Sunday, July 20, 2008

Ground Rules



Dear Aunt Babz,

We rent a condo for the month of Feb. in Florida. SIL, who isn't close, never had much communication. Invited herself and boyfriend for the weekend. While here, she said they were coming to see us in Florida for a week. During her short visit, we fixed meals, showed them around our area and were expected to pick up the tab. She got up Sunday morning and said, I'm antsy, where can we go. So I would expect much of the same for a week in Florida.
I really don't want to give up a week of my vacation, 25% of it. Resent that we will be the tour guides, hotel, food providers, and pick up most or all of the tab. Also don't want this to be a standard practice with them.
How do I wiggle out of this without hurting feelings? We do have my daughter coming at some some time and we have 2 sets of friends that also come for short 2-4 day visits while we are there in Florida. Those friends live in Florida. Daughter is from Chicago.
Hate the way this is making me feel. And DH is very easy going and says don't worry about it. February is a long time away. This is his youngest sister


Dear Visited,

I must not have received part two.. and I am trying to understand the jist here. So bear with me.

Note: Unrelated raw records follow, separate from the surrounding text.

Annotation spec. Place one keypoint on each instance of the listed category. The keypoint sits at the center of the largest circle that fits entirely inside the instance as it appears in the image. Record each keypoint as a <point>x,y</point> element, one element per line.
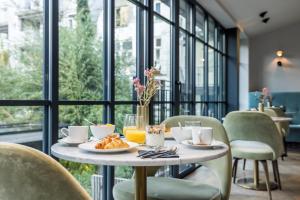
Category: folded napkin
<point>157,154</point>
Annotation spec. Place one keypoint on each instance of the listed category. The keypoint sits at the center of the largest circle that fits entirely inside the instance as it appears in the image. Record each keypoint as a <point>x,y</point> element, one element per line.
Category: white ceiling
<point>245,13</point>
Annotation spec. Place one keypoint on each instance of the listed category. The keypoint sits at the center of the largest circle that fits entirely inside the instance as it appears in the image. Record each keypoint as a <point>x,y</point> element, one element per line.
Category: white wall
<point>264,71</point>
<point>244,72</point>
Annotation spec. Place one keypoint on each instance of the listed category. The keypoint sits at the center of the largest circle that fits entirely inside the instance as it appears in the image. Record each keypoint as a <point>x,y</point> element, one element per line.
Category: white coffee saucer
<point>68,141</point>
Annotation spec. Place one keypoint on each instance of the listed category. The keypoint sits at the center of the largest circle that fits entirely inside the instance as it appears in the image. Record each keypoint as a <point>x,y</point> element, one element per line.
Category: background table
<point>186,156</point>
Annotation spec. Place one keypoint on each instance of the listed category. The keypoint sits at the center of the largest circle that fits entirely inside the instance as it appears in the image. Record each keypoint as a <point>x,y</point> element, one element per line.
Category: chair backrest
<point>254,126</point>
<point>221,166</point>
<point>283,127</point>
<point>28,174</point>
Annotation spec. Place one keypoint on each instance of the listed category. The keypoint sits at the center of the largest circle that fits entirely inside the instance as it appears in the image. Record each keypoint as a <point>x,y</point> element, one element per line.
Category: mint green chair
<point>160,188</point>
<point>28,174</point>
<point>254,136</point>
<point>283,127</point>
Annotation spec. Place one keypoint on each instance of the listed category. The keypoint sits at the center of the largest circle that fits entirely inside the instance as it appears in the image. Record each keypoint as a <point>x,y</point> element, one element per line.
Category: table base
<point>140,183</point>
<point>248,183</point>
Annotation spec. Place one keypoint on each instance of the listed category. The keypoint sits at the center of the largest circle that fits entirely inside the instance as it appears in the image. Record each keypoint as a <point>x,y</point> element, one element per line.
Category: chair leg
<point>274,172</point>
<point>235,165</point>
<point>276,169</point>
<point>265,166</point>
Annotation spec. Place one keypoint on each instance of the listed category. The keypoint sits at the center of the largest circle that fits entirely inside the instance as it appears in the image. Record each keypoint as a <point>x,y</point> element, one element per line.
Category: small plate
<point>90,146</point>
<point>67,141</point>
<point>214,145</point>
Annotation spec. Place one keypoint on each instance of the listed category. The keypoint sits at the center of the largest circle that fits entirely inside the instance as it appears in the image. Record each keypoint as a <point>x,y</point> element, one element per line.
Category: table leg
<point>140,183</point>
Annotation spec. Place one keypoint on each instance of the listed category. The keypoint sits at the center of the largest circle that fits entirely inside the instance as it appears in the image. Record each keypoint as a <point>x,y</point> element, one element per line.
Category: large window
<point>70,61</point>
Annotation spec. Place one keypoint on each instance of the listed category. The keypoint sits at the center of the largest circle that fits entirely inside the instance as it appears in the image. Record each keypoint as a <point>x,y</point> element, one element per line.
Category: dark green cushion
<point>251,150</point>
<point>163,188</point>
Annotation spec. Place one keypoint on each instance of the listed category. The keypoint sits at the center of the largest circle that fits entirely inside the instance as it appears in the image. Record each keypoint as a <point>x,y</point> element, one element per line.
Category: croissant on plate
<point>111,142</point>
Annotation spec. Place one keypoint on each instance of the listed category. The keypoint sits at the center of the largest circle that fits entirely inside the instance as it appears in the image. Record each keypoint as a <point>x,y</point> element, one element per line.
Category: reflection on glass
<point>76,115</point>
<point>185,109</point>
<point>185,16</point>
<point>211,32</point>
<point>22,125</point>
<point>184,67</point>
<point>211,74</point>
<point>162,58</point>
<point>125,51</point>
<point>21,49</point>
<point>120,112</point>
<point>163,7</point>
<point>81,50</point>
<point>200,90</point>
<point>201,109</point>
<point>200,24</point>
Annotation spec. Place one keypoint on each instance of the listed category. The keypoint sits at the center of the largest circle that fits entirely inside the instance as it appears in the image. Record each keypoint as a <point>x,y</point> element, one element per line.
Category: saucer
<point>66,140</point>
<point>214,145</point>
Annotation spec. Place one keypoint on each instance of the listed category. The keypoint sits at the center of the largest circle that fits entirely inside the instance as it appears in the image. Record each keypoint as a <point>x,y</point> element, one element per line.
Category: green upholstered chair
<point>28,174</point>
<point>283,127</point>
<point>254,136</point>
<point>160,188</point>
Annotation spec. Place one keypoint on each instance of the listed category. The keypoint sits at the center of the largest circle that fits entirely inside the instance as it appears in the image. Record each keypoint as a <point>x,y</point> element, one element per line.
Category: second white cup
<point>76,133</point>
<point>203,135</point>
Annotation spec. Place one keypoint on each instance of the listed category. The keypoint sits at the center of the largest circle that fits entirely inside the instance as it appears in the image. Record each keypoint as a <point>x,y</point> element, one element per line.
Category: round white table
<point>186,156</point>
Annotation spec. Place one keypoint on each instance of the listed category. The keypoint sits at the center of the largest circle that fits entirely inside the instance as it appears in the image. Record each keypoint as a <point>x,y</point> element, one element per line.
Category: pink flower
<point>140,89</point>
<point>136,81</point>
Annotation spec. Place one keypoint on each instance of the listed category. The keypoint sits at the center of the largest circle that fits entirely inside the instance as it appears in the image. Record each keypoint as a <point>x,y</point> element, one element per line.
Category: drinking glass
<point>133,130</point>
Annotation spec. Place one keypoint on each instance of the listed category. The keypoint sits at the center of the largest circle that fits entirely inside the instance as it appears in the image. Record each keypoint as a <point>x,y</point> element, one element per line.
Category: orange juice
<point>134,135</point>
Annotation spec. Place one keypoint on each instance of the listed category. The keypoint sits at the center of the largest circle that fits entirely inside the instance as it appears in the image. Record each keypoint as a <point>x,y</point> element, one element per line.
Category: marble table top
<point>186,156</point>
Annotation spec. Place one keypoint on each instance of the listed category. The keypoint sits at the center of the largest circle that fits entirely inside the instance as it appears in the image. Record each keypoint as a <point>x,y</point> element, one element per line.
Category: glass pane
<point>220,39</point>
<point>185,109</point>
<point>21,50</point>
<point>212,110</point>
<point>162,57</point>
<point>81,50</point>
<point>120,112</point>
<point>23,125</point>
<point>211,74</point>
<point>184,67</point>
<point>201,109</point>
<point>185,16</point>
<point>161,112</point>
<point>163,7</point>
<point>211,32</point>
<point>220,78</point>
<point>200,24</point>
<point>125,51</point>
<point>76,115</point>
<point>200,90</point>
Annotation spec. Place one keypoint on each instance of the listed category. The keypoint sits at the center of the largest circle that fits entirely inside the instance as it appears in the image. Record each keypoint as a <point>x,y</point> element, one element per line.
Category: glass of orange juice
<point>131,129</point>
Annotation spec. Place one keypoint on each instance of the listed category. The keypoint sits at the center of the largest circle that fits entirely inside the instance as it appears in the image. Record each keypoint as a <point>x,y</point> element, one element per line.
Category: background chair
<point>160,188</point>
<point>254,136</point>
<point>28,174</point>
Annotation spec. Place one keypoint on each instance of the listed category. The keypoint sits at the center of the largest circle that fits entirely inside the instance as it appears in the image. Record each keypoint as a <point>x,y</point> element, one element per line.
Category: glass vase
<point>144,112</point>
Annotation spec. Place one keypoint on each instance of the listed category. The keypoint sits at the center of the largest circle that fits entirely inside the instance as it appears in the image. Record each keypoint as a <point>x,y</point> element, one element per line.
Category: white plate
<point>67,141</point>
<point>214,145</point>
<point>90,146</point>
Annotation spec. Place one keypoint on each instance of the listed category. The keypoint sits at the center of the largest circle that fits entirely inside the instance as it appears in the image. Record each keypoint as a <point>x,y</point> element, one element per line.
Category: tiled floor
<point>289,174</point>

To my understanding the SIL hasn’t stayed with you yet in the condo you rent, but has stayed with you before and the result was you picking up the tab and having to make a decision on leaving the place you were in. If I am wrong here, I apologize, but the letter here is unclear.

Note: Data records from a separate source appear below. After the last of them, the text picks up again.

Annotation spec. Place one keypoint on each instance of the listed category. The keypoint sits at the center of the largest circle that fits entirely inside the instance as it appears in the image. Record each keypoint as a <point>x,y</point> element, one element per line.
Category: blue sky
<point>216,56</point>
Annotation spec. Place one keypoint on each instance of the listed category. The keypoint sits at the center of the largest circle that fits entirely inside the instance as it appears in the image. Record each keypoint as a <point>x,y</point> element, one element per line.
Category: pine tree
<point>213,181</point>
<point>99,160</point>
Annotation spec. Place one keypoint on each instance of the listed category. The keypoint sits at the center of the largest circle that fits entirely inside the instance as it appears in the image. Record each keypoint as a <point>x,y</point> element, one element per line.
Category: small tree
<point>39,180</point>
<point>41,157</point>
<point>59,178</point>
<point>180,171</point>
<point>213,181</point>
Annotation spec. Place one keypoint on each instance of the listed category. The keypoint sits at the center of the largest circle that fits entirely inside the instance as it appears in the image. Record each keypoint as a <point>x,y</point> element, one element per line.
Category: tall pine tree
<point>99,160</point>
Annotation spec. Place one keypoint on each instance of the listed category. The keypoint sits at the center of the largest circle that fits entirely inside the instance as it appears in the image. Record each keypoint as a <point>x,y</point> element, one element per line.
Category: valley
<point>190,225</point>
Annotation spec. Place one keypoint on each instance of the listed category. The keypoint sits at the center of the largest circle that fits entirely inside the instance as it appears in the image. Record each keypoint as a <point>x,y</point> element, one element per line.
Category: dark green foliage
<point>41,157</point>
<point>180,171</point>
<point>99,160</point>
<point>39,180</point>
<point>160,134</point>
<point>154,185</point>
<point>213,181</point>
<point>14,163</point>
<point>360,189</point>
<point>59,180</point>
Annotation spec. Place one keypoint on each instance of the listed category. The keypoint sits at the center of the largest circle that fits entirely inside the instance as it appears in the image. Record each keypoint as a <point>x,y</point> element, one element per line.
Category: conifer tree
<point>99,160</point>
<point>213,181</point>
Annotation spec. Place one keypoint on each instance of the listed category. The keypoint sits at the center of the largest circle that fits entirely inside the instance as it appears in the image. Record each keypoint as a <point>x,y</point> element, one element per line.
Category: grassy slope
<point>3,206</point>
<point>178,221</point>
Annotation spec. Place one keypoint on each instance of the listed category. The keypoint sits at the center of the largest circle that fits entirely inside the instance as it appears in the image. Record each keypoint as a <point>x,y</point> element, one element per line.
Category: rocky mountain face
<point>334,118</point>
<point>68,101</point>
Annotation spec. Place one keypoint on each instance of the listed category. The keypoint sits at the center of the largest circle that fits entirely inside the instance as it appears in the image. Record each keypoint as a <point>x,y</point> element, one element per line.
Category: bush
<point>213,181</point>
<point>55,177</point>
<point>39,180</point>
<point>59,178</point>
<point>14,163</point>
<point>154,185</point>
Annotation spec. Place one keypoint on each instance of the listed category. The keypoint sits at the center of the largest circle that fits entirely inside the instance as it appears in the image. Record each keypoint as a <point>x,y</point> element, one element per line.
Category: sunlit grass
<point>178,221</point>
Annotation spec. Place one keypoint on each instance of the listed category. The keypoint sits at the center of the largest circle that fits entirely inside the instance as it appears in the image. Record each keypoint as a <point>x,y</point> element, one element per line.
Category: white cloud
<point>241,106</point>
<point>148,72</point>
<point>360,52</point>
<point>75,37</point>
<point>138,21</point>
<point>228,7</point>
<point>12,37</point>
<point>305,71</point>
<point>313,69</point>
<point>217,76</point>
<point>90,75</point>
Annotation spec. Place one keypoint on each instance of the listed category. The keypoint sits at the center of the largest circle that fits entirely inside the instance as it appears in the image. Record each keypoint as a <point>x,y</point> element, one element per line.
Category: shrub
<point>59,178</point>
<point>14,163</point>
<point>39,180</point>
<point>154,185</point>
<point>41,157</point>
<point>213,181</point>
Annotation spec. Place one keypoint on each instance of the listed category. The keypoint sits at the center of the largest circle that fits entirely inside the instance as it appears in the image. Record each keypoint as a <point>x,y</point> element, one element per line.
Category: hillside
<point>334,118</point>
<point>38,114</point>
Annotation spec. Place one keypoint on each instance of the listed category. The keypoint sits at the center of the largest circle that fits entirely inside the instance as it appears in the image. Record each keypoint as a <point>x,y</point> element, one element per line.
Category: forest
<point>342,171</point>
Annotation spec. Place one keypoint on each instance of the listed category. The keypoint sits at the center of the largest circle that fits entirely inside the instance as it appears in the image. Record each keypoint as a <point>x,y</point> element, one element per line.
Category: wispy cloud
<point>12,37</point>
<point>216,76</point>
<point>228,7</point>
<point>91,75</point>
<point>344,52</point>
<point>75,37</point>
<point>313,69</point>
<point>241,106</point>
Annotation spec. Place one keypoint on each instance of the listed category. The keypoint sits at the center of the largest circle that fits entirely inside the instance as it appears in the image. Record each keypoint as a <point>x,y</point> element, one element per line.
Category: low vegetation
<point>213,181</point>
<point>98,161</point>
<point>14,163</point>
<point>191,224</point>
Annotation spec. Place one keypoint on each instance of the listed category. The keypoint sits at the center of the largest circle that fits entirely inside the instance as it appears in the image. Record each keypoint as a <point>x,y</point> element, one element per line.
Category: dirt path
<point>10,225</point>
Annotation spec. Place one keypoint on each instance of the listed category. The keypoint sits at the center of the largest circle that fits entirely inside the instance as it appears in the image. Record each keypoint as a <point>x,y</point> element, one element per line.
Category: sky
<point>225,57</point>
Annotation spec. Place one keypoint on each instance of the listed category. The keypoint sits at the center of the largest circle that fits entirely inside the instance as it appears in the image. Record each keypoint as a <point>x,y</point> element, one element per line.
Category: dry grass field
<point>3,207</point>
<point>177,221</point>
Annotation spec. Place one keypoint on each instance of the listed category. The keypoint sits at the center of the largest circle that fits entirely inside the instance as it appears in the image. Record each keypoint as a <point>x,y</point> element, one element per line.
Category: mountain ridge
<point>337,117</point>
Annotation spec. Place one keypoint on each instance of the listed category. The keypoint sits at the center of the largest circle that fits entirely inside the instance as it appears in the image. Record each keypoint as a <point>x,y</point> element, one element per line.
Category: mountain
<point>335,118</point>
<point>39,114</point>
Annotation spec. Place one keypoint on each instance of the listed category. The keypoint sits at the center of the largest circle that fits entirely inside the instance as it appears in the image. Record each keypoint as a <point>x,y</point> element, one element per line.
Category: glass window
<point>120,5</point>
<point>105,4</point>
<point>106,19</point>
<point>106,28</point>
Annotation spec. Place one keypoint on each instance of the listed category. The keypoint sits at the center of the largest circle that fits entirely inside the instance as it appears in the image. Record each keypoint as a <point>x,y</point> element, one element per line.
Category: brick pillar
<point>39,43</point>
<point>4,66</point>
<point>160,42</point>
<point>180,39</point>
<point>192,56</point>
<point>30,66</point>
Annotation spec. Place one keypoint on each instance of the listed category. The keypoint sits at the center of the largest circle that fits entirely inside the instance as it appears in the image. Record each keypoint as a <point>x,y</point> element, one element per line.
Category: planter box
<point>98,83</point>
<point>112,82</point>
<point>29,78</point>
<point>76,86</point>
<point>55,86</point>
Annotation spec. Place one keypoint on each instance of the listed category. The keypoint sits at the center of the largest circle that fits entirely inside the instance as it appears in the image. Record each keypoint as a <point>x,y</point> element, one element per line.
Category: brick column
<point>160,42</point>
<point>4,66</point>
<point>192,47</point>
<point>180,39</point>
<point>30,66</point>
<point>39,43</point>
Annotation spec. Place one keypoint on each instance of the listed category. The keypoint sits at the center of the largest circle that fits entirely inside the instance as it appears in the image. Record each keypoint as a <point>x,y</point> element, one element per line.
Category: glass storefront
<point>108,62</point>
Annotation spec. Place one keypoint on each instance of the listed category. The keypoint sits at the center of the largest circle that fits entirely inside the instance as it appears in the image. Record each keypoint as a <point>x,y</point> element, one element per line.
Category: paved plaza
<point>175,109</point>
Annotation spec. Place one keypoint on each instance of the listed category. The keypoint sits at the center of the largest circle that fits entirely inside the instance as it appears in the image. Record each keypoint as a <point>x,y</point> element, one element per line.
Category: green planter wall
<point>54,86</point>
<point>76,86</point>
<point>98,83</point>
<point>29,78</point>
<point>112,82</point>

If this is the case, and you are feeling like you have to pick up the tab… what the heck are you doing? Sure, in your place it may be good practice to be hospitable and make dinner or what have you. But picking up the tab while you go out is unacceptable. When you dine out, simply ask the wait staff to separate the cheque before you order, so that she is aware she will have to pay for her portion and you are not to be used like that. It is a non-confrontational way to solve an uncomfortable situation. Maybe the SIL is under the impression that her brother (your husband) is willing to pay the tab. Maybe he has told her that he would. Be sure, talk to him and ask if that is the case. If it is.. you two definitely need to have a talk.

As for the wiggling out of leaving your condo when they do come to visit. This one is quite easy. If the question arises that the SIL wants to go elsewhere, simply tell her that you have rented the condo for the month, paid for it, and have made plans for other visitors so you cannot go this time, maybe another time when you can plan a little better.

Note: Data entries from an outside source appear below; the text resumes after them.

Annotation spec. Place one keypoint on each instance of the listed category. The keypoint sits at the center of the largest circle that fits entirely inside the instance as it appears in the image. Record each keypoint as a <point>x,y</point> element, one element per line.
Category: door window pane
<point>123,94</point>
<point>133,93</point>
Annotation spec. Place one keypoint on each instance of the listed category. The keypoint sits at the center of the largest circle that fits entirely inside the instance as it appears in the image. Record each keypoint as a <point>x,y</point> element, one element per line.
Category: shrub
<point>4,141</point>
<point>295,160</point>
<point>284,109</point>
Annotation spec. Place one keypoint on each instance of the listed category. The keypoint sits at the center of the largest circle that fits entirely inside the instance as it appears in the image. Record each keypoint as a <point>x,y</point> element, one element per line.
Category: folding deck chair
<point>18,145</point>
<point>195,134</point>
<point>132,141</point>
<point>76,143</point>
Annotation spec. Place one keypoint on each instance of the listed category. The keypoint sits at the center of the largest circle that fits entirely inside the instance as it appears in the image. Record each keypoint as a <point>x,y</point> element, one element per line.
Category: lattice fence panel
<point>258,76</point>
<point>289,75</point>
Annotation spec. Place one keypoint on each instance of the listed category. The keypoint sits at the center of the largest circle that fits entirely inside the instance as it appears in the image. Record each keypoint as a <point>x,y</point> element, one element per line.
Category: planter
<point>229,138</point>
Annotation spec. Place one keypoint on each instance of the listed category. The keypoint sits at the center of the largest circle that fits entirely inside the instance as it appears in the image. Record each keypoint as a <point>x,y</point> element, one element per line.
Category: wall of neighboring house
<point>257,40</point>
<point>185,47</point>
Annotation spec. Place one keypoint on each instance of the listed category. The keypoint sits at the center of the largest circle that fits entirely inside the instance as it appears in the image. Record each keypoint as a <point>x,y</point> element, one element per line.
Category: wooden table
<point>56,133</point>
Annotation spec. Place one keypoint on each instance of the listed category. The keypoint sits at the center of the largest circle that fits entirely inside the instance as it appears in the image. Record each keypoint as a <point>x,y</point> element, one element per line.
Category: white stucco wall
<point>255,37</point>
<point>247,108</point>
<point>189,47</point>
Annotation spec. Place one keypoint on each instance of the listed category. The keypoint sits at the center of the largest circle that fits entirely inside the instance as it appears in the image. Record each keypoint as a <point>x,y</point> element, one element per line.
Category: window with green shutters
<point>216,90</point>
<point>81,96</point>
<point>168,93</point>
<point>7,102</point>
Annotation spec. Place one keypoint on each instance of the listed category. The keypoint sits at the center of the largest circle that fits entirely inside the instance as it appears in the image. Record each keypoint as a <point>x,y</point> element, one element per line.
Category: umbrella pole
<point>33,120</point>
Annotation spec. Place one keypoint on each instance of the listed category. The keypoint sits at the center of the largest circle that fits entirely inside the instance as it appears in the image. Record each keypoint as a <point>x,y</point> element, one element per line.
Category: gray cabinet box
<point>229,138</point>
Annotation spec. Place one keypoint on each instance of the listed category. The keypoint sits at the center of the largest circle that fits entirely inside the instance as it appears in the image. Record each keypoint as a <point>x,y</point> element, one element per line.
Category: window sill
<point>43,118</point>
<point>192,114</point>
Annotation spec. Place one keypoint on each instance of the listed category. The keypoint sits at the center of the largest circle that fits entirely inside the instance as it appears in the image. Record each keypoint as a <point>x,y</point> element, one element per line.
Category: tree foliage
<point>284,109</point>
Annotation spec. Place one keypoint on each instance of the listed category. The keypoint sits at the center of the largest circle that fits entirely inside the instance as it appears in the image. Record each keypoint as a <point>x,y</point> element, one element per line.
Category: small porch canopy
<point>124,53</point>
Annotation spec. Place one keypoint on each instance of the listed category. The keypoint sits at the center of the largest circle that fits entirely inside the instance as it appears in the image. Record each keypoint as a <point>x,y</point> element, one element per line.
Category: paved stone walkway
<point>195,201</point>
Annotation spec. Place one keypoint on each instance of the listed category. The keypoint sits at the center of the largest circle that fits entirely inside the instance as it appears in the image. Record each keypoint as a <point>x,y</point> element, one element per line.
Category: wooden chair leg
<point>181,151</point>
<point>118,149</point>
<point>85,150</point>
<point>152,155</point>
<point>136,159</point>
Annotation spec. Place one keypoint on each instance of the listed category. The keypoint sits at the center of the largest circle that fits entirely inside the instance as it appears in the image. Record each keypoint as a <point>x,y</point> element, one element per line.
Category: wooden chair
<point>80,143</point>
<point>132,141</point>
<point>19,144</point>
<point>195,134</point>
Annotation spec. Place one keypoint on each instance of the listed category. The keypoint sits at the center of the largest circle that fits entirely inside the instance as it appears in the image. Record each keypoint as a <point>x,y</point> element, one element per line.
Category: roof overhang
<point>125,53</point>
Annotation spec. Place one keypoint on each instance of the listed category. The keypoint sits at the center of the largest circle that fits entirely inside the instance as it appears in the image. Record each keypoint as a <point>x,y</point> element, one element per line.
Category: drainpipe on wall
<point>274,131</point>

Maybe if you and your husband talk and set down some ground rules it would be easier to make these comments as well. I know you said that he is easy going. But being easy going doesn’t imply that you have to pay for everyone, or that you can’t talk about it.

Make sure you are being rational and not accusatory about things, because this is his sister. Ask him questions like “hey, just wondering, did you tell your sister that we would pay for dining out while they were here? I just want to be sure of how much to set aside for this trip.” or “did you get a chance to ask your sister how much cupboard space she will need for her groceries the week that she is here? You really should so she can plan her budget for her trip” . These sorts of questions are non-threatening and will make for an easier conversation if he has made some sort of agreement with the SIL.

Bottom line is you are feeling resentful, and that isn‘t healthy. You need to talk with your husband and figure out what you need to do.